Tuberculosis rates decline in Taipei, as syphilis takes lead

By Lee I-chia  /  Staff reporter

The Taipei Department of Health yesterday said that tuberculosis has fallen from being the most common to the second-most common notifiable communicable disease in Taipei, following syphilis.

The department’s Division for Disease Control and Prevention Director Chen Shao-ching (陳少卿) said tuberculosis is the most common notifiable communicable diseases in the nation, and patients must take medication for at least six to nine months to recover.

As some patients have difficulty taking their medication regularly, and sending observers to patients’ homes to check up on them has not been very effective, Chen said the department in 2013 started implementing a Directly Observed Treatment Short-Course (DOTS) program through remote video call.

Chen said that the DOTS program allows specially trained observers to contact patients through a video call every day to monitor whether they have properly taken medication, and that the general DOTS rate in the city has increased from 46.2 percent in 2013 to 89.9 percent in May.

Taipei Department of Health Commissioner Huang Shih-chieh (黃世傑) said the prevalence of tuberculosis in the city was 30.5 per 100,000 people last year, but the Centers for Disease Control has set a goal of 23 per 100,000 by 2025 and the WHO set a goal of 10 per 100,000 population by 2035, so the department is working to meet those goals.

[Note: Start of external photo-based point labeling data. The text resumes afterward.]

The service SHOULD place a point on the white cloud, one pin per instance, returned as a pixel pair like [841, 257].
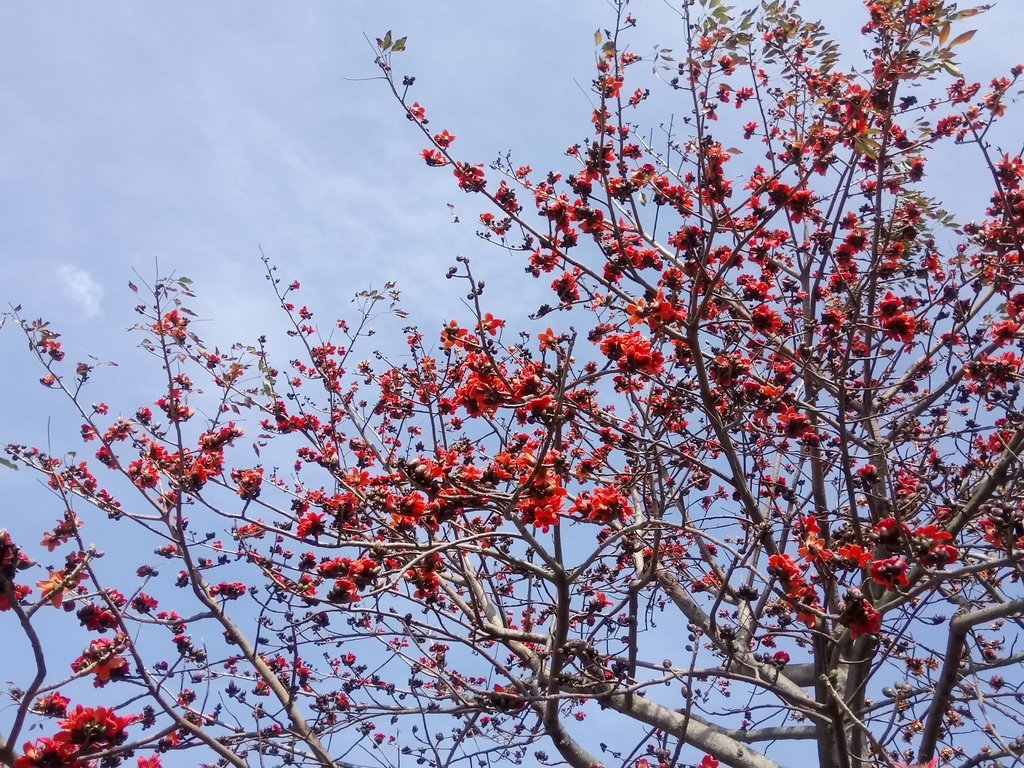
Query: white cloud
[82, 289]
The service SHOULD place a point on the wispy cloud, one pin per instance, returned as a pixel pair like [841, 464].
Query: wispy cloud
[82, 289]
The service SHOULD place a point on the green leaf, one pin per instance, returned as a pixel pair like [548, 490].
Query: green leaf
[951, 68]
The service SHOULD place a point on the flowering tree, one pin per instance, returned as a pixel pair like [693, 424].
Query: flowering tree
[755, 493]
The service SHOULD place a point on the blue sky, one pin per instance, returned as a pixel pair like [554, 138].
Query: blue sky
[192, 134]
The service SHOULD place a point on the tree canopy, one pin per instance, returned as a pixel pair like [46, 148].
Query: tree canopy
[745, 485]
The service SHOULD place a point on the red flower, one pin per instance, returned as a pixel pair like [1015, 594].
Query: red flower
[48, 753]
[88, 727]
[890, 571]
[859, 615]
[417, 113]
[634, 353]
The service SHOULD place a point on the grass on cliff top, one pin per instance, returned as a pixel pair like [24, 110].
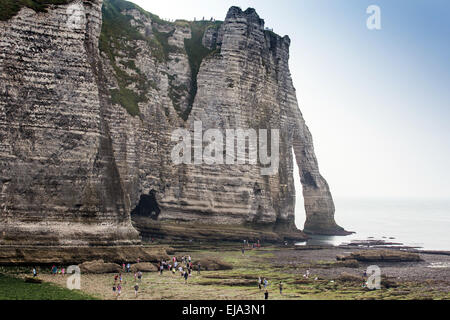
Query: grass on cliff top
[196, 54]
[12, 288]
[9, 8]
[117, 37]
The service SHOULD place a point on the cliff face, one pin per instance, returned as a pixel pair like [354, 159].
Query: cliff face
[86, 132]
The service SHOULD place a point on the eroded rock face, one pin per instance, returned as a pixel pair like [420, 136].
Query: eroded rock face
[86, 133]
[59, 182]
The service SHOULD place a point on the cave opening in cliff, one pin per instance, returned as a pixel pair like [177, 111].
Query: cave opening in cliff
[300, 212]
[147, 206]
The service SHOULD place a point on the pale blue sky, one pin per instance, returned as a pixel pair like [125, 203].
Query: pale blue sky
[376, 102]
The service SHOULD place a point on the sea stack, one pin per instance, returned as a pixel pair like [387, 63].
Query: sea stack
[87, 109]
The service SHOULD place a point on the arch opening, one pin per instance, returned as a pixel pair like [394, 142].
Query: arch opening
[147, 206]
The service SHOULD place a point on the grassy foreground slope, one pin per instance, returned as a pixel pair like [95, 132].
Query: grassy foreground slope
[12, 288]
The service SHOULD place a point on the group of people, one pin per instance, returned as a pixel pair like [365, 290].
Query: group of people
[55, 270]
[264, 283]
[184, 267]
[118, 279]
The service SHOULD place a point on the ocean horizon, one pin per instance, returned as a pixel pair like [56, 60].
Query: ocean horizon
[422, 223]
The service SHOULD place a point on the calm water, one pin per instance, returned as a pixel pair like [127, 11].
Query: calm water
[413, 222]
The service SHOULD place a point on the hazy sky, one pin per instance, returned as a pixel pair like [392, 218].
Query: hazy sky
[377, 102]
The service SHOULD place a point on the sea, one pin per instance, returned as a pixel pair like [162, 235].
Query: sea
[421, 223]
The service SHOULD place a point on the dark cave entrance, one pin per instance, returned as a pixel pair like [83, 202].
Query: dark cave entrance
[147, 206]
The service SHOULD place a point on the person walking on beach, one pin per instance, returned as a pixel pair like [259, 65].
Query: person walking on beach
[136, 289]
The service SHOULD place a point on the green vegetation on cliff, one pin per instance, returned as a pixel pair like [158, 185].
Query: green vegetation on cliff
[114, 38]
[196, 53]
[9, 8]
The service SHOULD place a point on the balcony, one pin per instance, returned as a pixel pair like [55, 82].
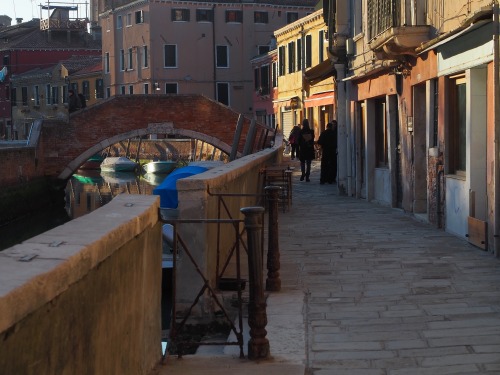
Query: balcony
[393, 32]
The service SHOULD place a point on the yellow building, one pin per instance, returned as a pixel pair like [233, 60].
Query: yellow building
[306, 76]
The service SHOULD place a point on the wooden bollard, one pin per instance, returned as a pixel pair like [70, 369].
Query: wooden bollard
[258, 345]
[273, 281]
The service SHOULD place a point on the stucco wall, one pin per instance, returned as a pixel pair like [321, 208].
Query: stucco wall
[89, 301]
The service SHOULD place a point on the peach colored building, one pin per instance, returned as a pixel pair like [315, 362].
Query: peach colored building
[200, 47]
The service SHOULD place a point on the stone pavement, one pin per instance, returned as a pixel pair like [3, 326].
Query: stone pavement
[370, 290]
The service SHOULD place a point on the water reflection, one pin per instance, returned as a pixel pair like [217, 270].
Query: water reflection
[87, 190]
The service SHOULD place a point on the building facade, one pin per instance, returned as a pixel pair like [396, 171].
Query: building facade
[42, 93]
[421, 111]
[177, 47]
[38, 44]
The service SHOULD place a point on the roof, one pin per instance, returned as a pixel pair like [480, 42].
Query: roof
[27, 35]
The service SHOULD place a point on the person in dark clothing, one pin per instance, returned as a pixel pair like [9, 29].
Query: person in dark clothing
[83, 101]
[73, 101]
[306, 150]
[328, 142]
[293, 138]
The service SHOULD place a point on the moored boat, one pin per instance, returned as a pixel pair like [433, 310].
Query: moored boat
[160, 166]
[118, 164]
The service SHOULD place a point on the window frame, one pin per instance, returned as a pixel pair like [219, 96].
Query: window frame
[219, 85]
[204, 15]
[184, 14]
[165, 55]
[219, 49]
[233, 16]
[261, 17]
[457, 132]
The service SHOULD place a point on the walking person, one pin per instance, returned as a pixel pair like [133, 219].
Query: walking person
[293, 139]
[328, 142]
[306, 150]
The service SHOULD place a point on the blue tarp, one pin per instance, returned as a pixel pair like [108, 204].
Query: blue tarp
[167, 190]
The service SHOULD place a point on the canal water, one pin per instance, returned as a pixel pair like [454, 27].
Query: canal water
[86, 191]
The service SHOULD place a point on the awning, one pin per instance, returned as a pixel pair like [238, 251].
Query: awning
[320, 72]
[289, 102]
[323, 98]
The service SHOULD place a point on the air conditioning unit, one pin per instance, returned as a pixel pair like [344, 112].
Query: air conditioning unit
[349, 47]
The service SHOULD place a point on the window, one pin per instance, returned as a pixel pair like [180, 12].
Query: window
[170, 55]
[171, 88]
[55, 95]
[256, 79]
[86, 89]
[291, 17]
[48, 93]
[130, 59]
[223, 93]
[263, 49]
[435, 112]
[99, 88]
[145, 59]
[275, 74]
[106, 62]
[321, 46]
[180, 15]
[264, 80]
[13, 96]
[65, 94]
[299, 54]
[204, 15]
[291, 57]
[122, 60]
[260, 17]
[308, 52]
[24, 95]
[222, 56]
[139, 16]
[234, 16]
[281, 60]
[457, 131]
[36, 95]
[381, 136]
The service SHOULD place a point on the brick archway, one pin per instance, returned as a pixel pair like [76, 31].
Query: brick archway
[66, 145]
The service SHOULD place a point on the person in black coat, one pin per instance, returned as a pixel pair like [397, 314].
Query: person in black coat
[328, 142]
[306, 150]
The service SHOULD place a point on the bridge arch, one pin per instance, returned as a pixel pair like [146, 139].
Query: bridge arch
[162, 128]
[68, 144]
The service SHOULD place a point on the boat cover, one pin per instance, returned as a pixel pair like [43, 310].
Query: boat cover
[167, 190]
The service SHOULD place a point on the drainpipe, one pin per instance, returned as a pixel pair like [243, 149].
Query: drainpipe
[496, 158]
[215, 55]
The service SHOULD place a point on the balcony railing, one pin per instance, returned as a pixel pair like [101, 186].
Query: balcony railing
[383, 15]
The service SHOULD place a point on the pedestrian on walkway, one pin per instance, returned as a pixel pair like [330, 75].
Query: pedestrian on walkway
[293, 138]
[328, 142]
[306, 150]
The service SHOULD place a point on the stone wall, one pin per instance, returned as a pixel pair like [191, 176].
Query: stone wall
[88, 301]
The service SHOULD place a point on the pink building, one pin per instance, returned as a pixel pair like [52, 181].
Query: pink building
[170, 47]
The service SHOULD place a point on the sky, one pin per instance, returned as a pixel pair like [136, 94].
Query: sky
[29, 9]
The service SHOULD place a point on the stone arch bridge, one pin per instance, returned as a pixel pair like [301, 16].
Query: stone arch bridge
[65, 145]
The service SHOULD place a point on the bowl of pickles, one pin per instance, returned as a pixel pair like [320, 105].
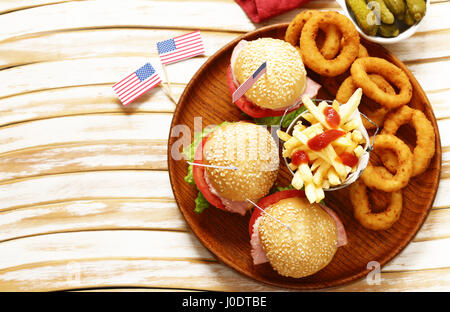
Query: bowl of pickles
[386, 21]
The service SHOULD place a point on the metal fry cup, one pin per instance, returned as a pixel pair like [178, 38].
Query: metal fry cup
[363, 160]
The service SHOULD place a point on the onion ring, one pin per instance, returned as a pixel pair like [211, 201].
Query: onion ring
[425, 143]
[379, 177]
[348, 87]
[331, 43]
[311, 54]
[362, 66]
[332, 84]
[362, 51]
[362, 212]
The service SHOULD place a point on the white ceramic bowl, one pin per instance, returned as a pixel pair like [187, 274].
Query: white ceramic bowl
[405, 34]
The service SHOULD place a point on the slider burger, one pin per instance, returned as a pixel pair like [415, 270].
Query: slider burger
[283, 84]
[241, 162]
[297, 238]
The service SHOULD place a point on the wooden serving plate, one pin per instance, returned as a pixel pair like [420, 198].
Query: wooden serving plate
[226, 234]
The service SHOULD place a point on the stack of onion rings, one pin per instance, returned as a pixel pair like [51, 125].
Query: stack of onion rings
[425, 143]
[360, 73]
[311, 54]
[362, 212]
[348, 87]
[330, 45]
[379, 177]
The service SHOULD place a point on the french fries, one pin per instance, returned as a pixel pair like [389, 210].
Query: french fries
[325, 168]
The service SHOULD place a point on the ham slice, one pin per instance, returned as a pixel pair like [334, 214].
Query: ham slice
[258, 254]
[311, 90]
[240, 207]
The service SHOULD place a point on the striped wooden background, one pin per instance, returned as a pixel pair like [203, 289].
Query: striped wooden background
[85, 198]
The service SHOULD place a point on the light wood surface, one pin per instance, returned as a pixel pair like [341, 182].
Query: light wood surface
[85, 198]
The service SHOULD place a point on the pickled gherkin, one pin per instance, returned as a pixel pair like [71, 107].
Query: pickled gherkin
[417, 8]
[388, 31]
[361, 12]
[386, 16]
[397, 7]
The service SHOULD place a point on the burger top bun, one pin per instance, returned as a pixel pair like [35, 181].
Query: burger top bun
[285, 78]
[305, 249]
[252, 150]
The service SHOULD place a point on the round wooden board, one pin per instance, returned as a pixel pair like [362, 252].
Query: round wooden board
[226, 234]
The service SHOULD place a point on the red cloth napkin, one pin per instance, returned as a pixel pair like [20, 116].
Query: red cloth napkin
[259, 10]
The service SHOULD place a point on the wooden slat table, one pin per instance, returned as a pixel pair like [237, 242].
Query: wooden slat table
[85, 198]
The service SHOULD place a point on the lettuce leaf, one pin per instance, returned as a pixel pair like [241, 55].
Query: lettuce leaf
[200, 203]
[275, 120]
[189, 151]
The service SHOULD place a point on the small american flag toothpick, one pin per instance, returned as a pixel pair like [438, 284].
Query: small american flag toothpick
[180, 48]
[136, 84]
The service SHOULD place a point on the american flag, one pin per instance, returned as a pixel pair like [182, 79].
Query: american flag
[136, 84]
[249, 82]
[180, 48]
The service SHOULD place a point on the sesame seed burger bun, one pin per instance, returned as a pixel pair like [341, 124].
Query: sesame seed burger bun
[285, 79]
[305, 249]
[252, 150]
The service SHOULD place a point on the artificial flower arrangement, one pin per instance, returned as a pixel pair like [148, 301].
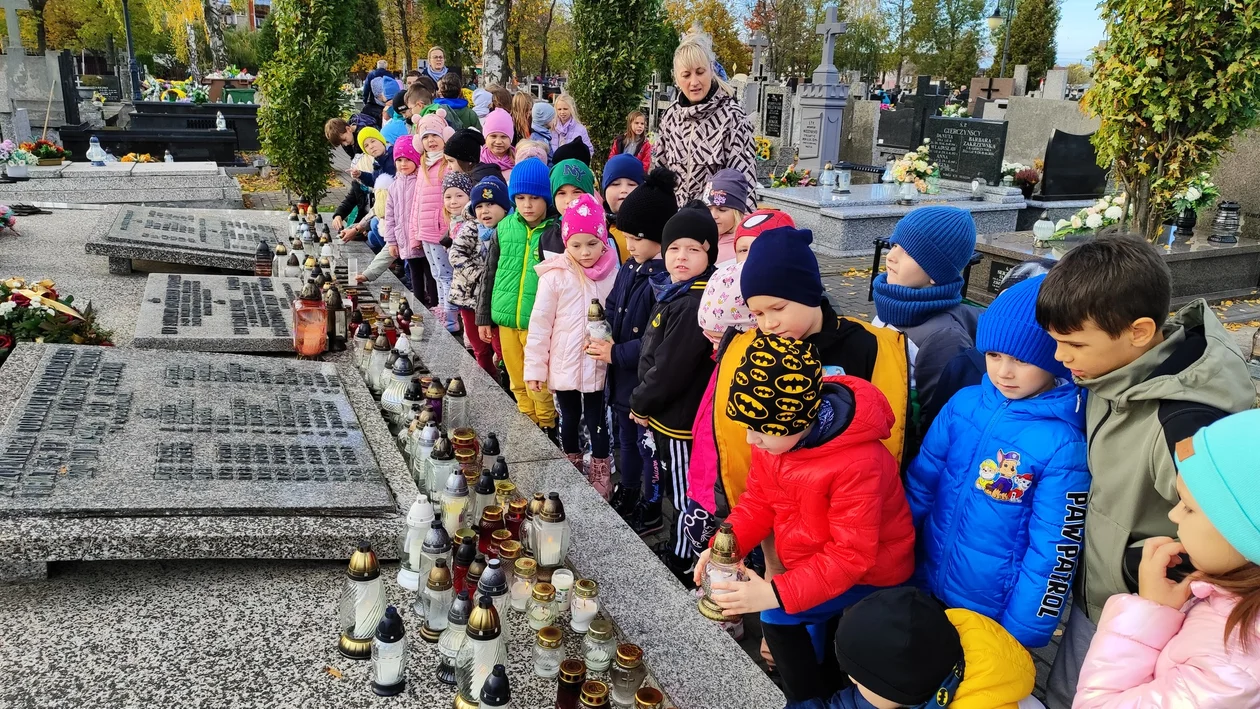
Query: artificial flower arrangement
[1200, 193]
[35, 312]
[916, 166]
[1105, 212]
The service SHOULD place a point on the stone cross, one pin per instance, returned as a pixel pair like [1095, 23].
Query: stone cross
[757, 42]
[827, 73]
[10, 18]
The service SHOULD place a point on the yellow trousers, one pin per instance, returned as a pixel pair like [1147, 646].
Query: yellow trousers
[538, 406]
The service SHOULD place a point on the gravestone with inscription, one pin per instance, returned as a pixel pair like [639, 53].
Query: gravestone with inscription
[968, 147]
[217, 314]
[112, 432]
[219, 238]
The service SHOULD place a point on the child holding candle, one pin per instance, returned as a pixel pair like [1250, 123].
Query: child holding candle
[830, 493]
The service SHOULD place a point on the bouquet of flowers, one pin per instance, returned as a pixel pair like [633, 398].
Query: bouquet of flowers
[1200, 192]
[1106, 212]
[34, 311]
[915, 166]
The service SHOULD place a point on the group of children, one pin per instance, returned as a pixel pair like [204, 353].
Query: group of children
[917, 534]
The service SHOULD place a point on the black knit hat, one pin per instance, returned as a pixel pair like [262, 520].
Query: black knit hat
[465, 145]
[572, 150]
[647, 209]
[689, 223]
[899, 644]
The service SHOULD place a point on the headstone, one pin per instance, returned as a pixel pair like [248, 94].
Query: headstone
[1071, 169]
[822, 102]
[1055, 85]
[221, 238]
[217, 314]
[989, 88]
[1021, 78]
[122, 432]
[968, 147]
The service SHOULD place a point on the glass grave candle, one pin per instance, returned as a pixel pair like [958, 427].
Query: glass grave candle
[437, 598]
[411, 543]
[452, 637]
[363, 603]
[389, 655]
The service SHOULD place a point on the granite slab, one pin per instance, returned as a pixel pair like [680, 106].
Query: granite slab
[221, 238]
[217, 314]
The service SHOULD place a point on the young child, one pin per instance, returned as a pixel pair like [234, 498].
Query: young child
[675, 362]
[570, 179]
[430, 221]
[830, 493]
[498, 150]
[727, 198]
[510, 283]
[921, 294]
[900, 647]
[1152, 380]
[641, 217]
[567, 126]
[556, 346]
[468, 253]
[1191, 641]
[1006, 461]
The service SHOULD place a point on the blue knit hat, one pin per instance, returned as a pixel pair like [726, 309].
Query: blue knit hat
[781, 265]
[621, 166]
[1009, 326]
[941, 239]
[1220, 467]
[493, 190]
[529, 176]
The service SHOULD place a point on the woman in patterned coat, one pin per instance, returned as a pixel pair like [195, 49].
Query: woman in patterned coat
[707, 130]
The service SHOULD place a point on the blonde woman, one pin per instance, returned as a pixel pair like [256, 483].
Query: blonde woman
[568, 127]
[707, 130]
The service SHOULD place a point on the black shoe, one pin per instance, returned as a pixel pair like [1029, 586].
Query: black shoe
[647, 519]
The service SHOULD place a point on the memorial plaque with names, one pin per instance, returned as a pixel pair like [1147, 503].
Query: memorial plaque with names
[223, 238]
[968, 147]
[217, 314]
[119, 432]
[774, 125]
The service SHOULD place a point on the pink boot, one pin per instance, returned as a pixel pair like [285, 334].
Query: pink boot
[601, 476]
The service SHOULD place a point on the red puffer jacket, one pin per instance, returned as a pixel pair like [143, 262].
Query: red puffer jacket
[838, 510]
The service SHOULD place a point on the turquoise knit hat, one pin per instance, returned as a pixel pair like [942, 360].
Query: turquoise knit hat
[1220, 467]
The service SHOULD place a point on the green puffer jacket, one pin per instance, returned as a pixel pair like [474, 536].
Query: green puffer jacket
[510, 282]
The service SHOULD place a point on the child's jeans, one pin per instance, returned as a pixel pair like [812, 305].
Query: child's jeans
[804, 649]
[577, 408]
[480, 350]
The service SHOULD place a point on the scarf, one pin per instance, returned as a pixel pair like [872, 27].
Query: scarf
[901, 306]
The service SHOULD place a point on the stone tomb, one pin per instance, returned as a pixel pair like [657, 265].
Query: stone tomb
[217, 314]
[218, 238]
[111, 432]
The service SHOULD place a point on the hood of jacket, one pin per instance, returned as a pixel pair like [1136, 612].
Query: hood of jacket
[998, 671]
[1186, 367]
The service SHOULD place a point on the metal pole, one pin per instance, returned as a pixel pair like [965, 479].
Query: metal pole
[1006, 44]
[131, 53]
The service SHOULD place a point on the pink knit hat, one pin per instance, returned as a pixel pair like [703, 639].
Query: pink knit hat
[406, 146]
[498, 121]
[584, 217]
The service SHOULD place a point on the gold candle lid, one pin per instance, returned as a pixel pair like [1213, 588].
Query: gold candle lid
[549, 637]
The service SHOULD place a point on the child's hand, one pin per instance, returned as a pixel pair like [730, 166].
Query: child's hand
[600, 349]
[750, 596]
[1159, 554]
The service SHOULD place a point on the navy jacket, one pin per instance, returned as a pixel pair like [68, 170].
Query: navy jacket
[628, 307]
[998, 495]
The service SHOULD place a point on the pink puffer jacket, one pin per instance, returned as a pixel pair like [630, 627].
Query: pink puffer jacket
[1149, 655]
[556, 346]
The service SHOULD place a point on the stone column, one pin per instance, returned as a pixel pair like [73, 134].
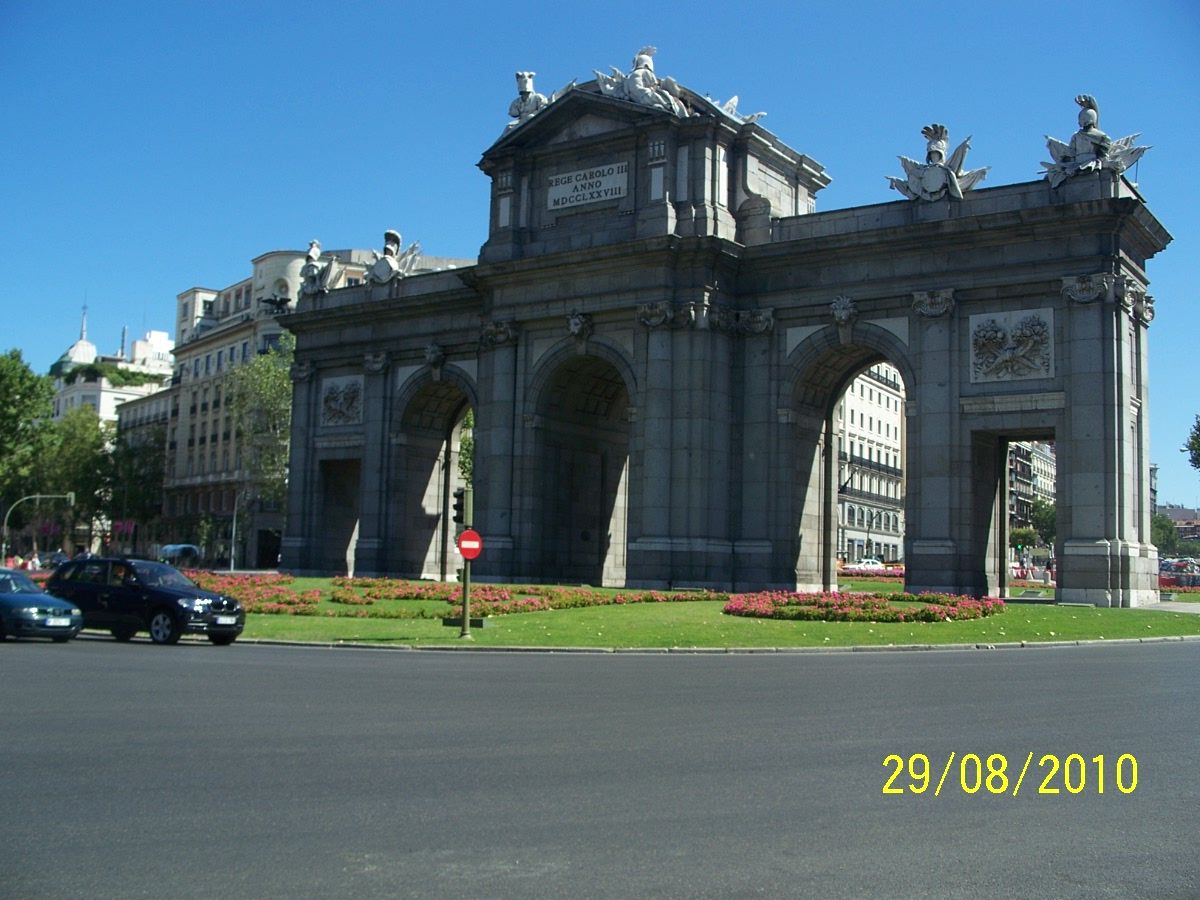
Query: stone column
[936, 478]
[1103, 558]
[495, 448]
[755, 503]
[649, 546]
[371, 550]
[299, 545]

Chen said latent tuberculosis infection means the carrier has not yet showen any symptoms and cannot transmit the disease to other people, but between 5 and 10 percent might develop active tuberculosis and become infectious, so it is important to diagnose latent tuberculosis infection and receive proper treatment as soon as possible.

In addition to using chest X-rays or tuberculin skin tests to screen for tuberculosis infection, she said the department has adopted interferon-gamma release assays for the diagnosis of latent and active tuberculosis this year, and will enhance disease prevention and detection, especially at next year’s Taipei Universiade.